A brazilian citizen was interned for four weeks by the District Court of Nord-Troms and Senja in Northern Norway, suspected of being a Russian spy.

Man suspected of being a Russian spy arrested in Northern Norway

A Brazilian citizen was arrested this Monday on his way to work at the University of Tromsø in Northern Norway. The Norwegian Police Security Service (PST) suspect that he is Russian and is in Norway using a false identity.

“We have requested that a Brazilian researcher at the University of Tromsø be expelled from Norway because we believe he represents a threat to fundamental national interests,” the police security service (PST) deputy chief, Hedvig Moe, told the public broadcaster NRK.

The man in his 30s was presented to the District Court of Nord-Troms and Senja on Tuesday, and was interned for four weeks.

PST wrote on Twitter Tuesday afternoon that they have started an investigation into the matter. The man is currently suspected of illegal intelligence activities that may harm fundamental national interests, and for illegal intelligence activities that may harm other nations’ security interests.

“Considerable risk of evasion“

Minister of Justice, Emilie Enger Mehl, says to TV2 that PST requested that the Ministry expel the man.

“This was because he, according to their assessment, represented a threat to fundamental national interests. And this is why the Ministry of Justice have considered the matter and come to the conclusion that he will be sent a notice of expulsion,” Mehl says.

The man has 14 days to respond to the notice.

The District Court writes in the verdict that the notice of expulsion was sent on 20 October after suspicion that the man is in Norway on a mission for Russian authorities, and that he could be a Russian citizen with incorrect Brazilian identity papers.

“Nothing has suggested that the assessment by the Ministry of Justice is incorrect. On the contrary it is supported by the way this person has acted in court, and the court uses the Ministry assessment as the basis for this case,” the verdict reads.

The District Court believes that there is considerable risk of evasion. Because this is a matter of a foreign citizen the man has been interned rather than detained.

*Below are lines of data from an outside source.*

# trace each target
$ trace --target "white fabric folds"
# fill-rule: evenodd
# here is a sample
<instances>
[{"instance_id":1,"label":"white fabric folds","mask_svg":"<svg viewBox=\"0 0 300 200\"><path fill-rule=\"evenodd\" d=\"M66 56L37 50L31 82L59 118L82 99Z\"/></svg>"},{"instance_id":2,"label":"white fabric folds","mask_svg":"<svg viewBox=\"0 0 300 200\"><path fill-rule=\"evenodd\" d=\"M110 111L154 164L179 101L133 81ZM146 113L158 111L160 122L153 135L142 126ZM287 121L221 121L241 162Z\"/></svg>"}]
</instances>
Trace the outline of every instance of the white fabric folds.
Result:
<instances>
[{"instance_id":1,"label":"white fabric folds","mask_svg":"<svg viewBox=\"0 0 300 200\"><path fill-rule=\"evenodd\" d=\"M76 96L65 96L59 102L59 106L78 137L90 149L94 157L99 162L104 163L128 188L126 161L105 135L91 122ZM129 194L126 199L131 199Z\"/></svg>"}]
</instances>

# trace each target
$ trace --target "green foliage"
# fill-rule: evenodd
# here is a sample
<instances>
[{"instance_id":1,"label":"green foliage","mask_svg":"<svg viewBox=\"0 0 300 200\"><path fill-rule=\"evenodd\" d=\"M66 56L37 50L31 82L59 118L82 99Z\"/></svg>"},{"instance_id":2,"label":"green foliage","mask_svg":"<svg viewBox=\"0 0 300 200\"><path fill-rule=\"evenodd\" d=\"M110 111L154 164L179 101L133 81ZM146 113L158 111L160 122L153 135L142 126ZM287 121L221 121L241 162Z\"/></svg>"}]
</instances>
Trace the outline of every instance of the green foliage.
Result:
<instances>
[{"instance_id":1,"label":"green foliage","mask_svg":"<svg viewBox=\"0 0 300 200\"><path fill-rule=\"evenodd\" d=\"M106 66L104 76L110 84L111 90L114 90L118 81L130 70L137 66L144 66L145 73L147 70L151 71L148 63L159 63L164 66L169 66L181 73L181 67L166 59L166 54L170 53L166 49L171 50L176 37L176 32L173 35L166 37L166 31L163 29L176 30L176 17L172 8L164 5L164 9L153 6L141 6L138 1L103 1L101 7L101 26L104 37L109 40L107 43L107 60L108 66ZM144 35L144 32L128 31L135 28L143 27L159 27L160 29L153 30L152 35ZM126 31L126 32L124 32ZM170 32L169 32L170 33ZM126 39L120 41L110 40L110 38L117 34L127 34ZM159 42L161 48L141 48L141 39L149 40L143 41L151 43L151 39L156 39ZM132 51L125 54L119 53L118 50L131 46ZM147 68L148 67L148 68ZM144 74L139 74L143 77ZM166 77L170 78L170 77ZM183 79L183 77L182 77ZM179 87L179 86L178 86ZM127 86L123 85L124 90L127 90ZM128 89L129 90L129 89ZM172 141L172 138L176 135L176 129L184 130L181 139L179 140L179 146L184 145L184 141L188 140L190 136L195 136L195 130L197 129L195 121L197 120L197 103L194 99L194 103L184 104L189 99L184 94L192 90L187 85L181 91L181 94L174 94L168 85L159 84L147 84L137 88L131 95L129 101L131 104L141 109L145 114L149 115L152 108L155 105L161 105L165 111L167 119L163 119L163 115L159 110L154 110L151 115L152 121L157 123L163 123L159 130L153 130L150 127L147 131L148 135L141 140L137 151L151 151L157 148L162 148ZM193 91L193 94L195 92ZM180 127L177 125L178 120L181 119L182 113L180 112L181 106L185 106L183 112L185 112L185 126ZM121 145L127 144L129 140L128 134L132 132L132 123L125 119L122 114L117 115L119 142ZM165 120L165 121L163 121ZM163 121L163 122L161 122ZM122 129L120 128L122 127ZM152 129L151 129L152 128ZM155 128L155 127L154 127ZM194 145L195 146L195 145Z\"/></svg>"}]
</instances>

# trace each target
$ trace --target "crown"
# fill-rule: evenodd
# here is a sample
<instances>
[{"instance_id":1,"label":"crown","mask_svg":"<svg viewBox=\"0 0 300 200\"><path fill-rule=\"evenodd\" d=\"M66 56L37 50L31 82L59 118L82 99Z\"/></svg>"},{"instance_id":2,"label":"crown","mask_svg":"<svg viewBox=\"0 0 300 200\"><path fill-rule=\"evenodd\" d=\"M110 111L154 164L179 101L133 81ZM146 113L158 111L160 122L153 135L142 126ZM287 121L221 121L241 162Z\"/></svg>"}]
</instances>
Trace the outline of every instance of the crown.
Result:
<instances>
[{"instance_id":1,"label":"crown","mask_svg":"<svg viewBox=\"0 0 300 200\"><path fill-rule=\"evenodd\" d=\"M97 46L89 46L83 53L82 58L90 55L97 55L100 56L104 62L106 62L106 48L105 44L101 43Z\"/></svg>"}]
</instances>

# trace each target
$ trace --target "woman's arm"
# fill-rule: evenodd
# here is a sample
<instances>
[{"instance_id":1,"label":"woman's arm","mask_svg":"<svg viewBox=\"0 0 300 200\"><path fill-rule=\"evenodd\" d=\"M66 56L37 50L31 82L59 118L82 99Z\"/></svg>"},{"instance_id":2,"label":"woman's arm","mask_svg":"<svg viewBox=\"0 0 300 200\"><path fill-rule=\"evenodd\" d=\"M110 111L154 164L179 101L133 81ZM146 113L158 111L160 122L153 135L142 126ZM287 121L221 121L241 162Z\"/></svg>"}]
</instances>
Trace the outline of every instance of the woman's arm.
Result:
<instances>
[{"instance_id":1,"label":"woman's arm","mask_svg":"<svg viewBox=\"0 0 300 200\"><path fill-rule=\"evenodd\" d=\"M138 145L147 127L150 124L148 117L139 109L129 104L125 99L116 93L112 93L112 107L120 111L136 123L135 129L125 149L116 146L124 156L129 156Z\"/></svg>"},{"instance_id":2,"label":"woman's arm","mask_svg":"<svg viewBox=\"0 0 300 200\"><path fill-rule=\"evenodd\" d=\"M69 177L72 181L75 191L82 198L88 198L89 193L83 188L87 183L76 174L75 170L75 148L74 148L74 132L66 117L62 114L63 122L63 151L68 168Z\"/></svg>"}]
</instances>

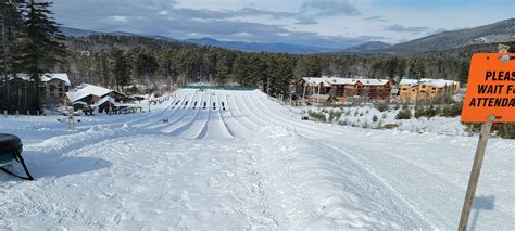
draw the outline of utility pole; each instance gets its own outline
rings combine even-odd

Researcher at the University of Tromsø

The PST believe the man is a so-called illegal agent and has created an identity as a regular citizen while he has quietly been working for foreign intelligence.

The man’s defense attorney Thomas Hansen says to TV2 that the man does not understand where these accusations are coming from.

“This is why he requested to be released,” Hansen says.

The man is neither a Russian nor a Norwegian citizen.

According to the National Norwegian Broadcaster NRK this is the first time PST has arrested a person believed to be an illegal agent in Norway. The man came to Norway on a research mission at the University of Tromsø (UiT) in Northern Norway during the fall of 2021. He has done research on the northern regions and hybrid threats.

“PST is worried that he may have gained access to a network and information about Norway’s politics in the northern region,” Moe says.

The information may have been used by Russia, PST fears.

The Russian embassy: “Political order”

The Russian embassy writes in an e-mail to NRK and several other media outlets that they have no idea who or what this is about.

“In general, spy mania has been actively promoted in Norway lately. Russian fishing vessels, Russian research vessels, drones, photography and the like are all part of this story,” the embassy writes, continuing:

“These are all completely different issues, but they have a common topic: Everything Russian, be it public agencies, private companies or individuals – are suspicious and reek of espionage. The fact that all these different issues are lining up like this is no doubt not a coincidence. All of this has been politically ordered."

UiT was informed on Monday

Dag Rune Olsen, principal at UiT, tells the newspaper Dagbladet that they were informed about the case on Monday.

“We are focusing on following up on those of us who have worked with this person and will eventually talk to those who are affected by this,” he says.